第四章
第31話
少しずつ、それでも着実に……本番の日は近づいてきていた。
八月二十日。練習十七日目。
俺たち音響組は、二週目の通し稽古を終え、しばしの休憩を取っていた。
この段階になると、俺たちはすべての工程をそつなくこなせるようになっていた。後はひたすら、本番を想定した反復練習。少しつまずいたところはチェックを入れ、重点的に修正する作業を繰り返している。同様にアイドル組も、完成度を高めていくフェーズへと移行している。
本番でメインの機材操作をするのは日暮。俺は細かなサポートをしつつ、もしミスがあればそのつど日暮に伝える、いわば助手役に回ることとなる。機械いじりに関しては明らかに日暮のほうに分があるので、俺も納得したうえでの決定だった。
――全体的に、悪くない仕上がりだと思う。
しかし日暮にはまだもの足りない部分があると見えて、こうした休憩時間にも、ああでもないこうでもないとつぶやきながらDJセットと向き合っている。
椅子にくつろぎながらその様子をぼんやりと眺めていると、いきなりポケットのスマホが強く震え出す。
見ると、着信元は「音海円花」。
「……もしもし」
『もしもし、悠くん? あの……今、大丈夫かな?』
その声にどことなく不穏な空気を読み取った俺は、わずかに眉をひそめた。
「ああ。休憩中だからな」
『その、時間があったらでいいんだけど……西ラウンジに来てもらってもいいかな?』
西側のラウンジ。円花たちがいつも練習している東ラウンジとは、ちょうど対極の場所だ。

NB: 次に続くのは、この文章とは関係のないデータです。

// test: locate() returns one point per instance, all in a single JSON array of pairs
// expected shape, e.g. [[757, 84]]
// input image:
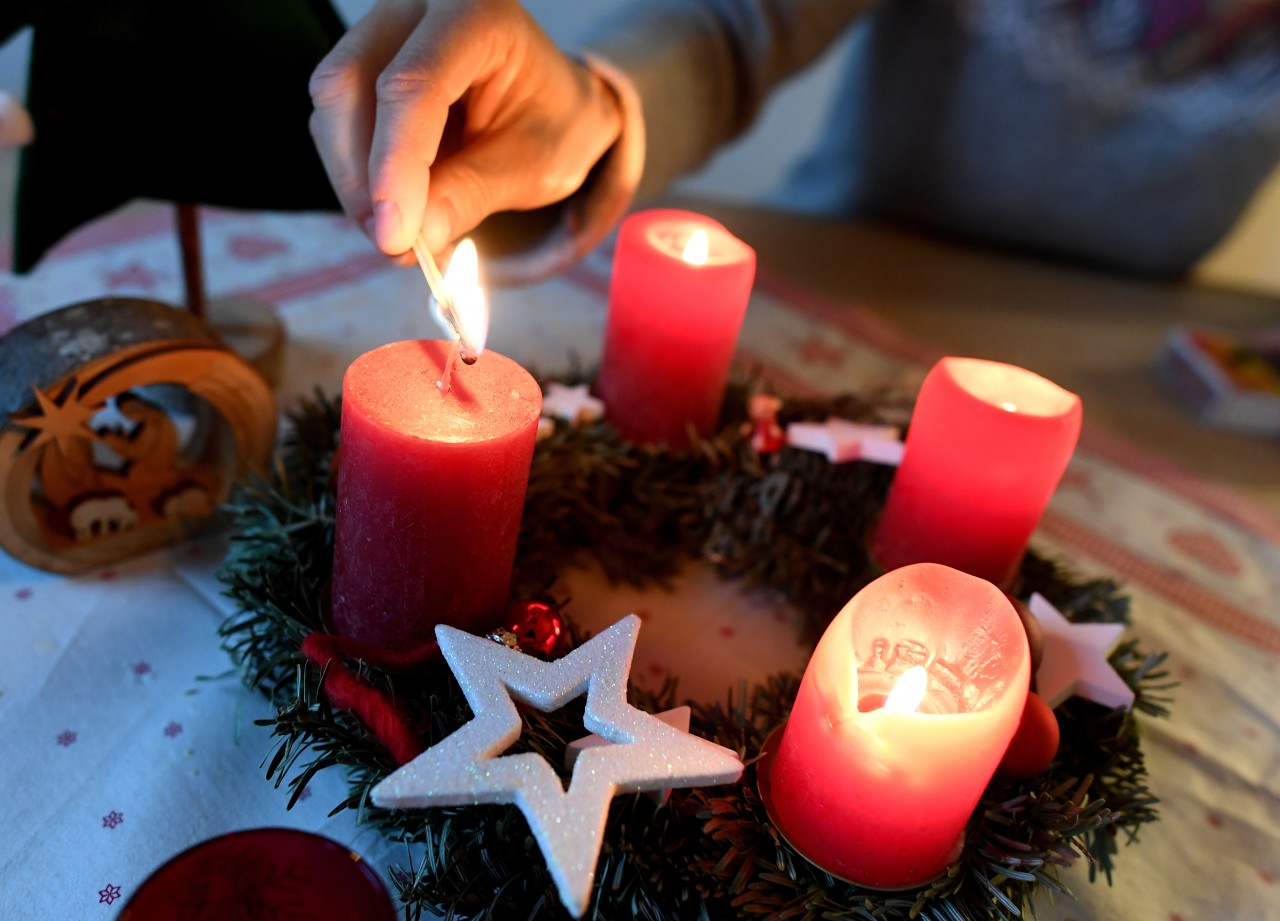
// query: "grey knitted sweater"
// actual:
[[1123, 132]]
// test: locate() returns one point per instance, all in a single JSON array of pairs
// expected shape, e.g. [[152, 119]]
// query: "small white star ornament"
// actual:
[[842, 440], [465, 768], [574, 404], [1075, 659]]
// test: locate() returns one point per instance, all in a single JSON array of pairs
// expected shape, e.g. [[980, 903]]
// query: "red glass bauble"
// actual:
[[538, 628], [1034, 745]]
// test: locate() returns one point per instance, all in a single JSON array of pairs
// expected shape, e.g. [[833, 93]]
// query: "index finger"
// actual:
[[452, 49], [342, 95]]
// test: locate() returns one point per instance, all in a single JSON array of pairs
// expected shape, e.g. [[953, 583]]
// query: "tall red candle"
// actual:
[[984, 452], [880, 792], [430, 491], [673, 322]]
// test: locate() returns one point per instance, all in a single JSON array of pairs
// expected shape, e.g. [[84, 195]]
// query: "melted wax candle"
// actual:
[[677, 298], [432, 473], [908, 704], [984, 452]]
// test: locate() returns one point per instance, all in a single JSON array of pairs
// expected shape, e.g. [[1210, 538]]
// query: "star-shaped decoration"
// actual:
[[574, 404], [465, 768], [1075, 659], [58, 418], [677, 718], [842, 440]]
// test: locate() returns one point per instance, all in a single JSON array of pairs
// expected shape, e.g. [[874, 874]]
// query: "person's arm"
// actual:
[[430, 118]]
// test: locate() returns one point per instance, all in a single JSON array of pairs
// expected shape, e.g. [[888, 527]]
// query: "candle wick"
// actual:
[[448, 367]]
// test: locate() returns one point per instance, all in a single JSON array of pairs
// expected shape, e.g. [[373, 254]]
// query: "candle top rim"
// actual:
[[666, 232], [1009, 388], [396, 388]]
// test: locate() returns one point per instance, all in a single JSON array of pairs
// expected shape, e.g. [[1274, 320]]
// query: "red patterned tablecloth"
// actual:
[[129, 739]]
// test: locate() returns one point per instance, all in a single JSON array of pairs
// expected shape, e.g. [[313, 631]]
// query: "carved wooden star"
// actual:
[[568, 825], [1075, 659], [842, 440], [62, 421]]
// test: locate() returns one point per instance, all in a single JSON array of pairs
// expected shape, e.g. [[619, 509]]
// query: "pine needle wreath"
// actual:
[[789, 522]]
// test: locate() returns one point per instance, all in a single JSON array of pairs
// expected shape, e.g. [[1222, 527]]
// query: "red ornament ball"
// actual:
[[1034, 743], [538, 628]]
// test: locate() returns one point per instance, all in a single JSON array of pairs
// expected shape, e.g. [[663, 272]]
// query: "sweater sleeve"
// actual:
[[689, 76]]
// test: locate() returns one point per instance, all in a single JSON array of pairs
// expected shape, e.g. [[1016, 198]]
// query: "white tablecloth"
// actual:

ということは今、円花はひとりでいるのだろう。あまり四条たちには聞かれたくない話か。
「……分かった。今から行く」
『うん。待ってるね』
電話を切ると、日暮が怪訝そうな目でこちらを見ていた。
「どっか行くのか?」
「ちょっとな。込み入った話らしい」
あぁ……と、日暮は不明瞭な声を残してから、
「ま、頑張れや」
無理に詮索をしてくることもない。
このあたりの気遣いについては、俺はこいつに全面的な信頼を置いている。基本的に、日暮京太郎という男はいい奴なのだ。
「ああ。終わり次第、すぐ戻る」
日暮にそう言い残して、俺は部室を後にした。
足早に西ラウンジへと向かう。
壁に背をあずけた円花が、スマホを手にしたまま窓の向こうを眺めているのが見えた。
向こうも足音に気づいたようで、ゆっくりとこちらを振り向く。
「ごめんね、わざわざ来てもらって」
「問題ない。……それより、どうしたんだ」
うん、と円花は小さくうなずいて、手中のスマホをくっと握りしめた。
「プロデューサーから、電話かかってきちゃった」
「……プロデューサー?」
「うん。……わたしのこと、お偉いさんの耳に入ったみたい」
抑揚のあまりない声で、円花は足元に目線を落としている。
――このタイミングか。
おそらく、事態を知ったファンがプロダクションに報告したのだろう。遅かれ早かれこうなることは予測できたが……俺たちとしては、なんの手の施しようもない。
「……それで、なんて言われたんだ?」
「とりあえず、話し合いの場を持とうって……俺が佐賀まで来るから、って」
「…………」
有無を言わせない語調だったのだろう。
プロデューサーが直々に会いにくる。それがなにを意味するのか、彼に会ったことさえない俺でさえ分かる。
「それは、いつなんだ?」
「明日の午後イチにって」
「そりゃまた、急な話だな」
だがその理由も、俺にはなんとなく理解できる。一方的に予定をまくし立て、「じゃあ明日、来るから」と言われれば、誰でも混乱してしまうだろう。その心の隙を突いて、円花を説き伏せる。すぐにでも東京に連れて帰る……そういう魂胆が垣間見えてくる。
「……不安か?」
そう訊いてみると、円花はこくんと首を縦に振った。
「なら、俺も一緒に行ってやる」
うつむく円花の両肩に、俺はゆっくりと自分の手を置いた。
ふわりとしたコンディショナーの匂いとともに、円花が俺を見上げてくる。
「……いいの、悠くん?」
「ああ。お前ひとりじゃ、いいように言いくるめられるかもしれない。……だから、俺も行く」
指先に力を込めながら、俺は静かに宣言する。
向こうが強引な手を使うならば、俺だって――多少は強引になってもいいだろう。
俺たちはしばらく、互いの顔を見つめ合った。
先に折れたのは……円花のほう。
「……あーあ。いつだって、悠くんには助けられてばっかりだね」
緊張の糸をするすると解くように、円花は咲きかけのひまわりみたいな笑顔をこぼした。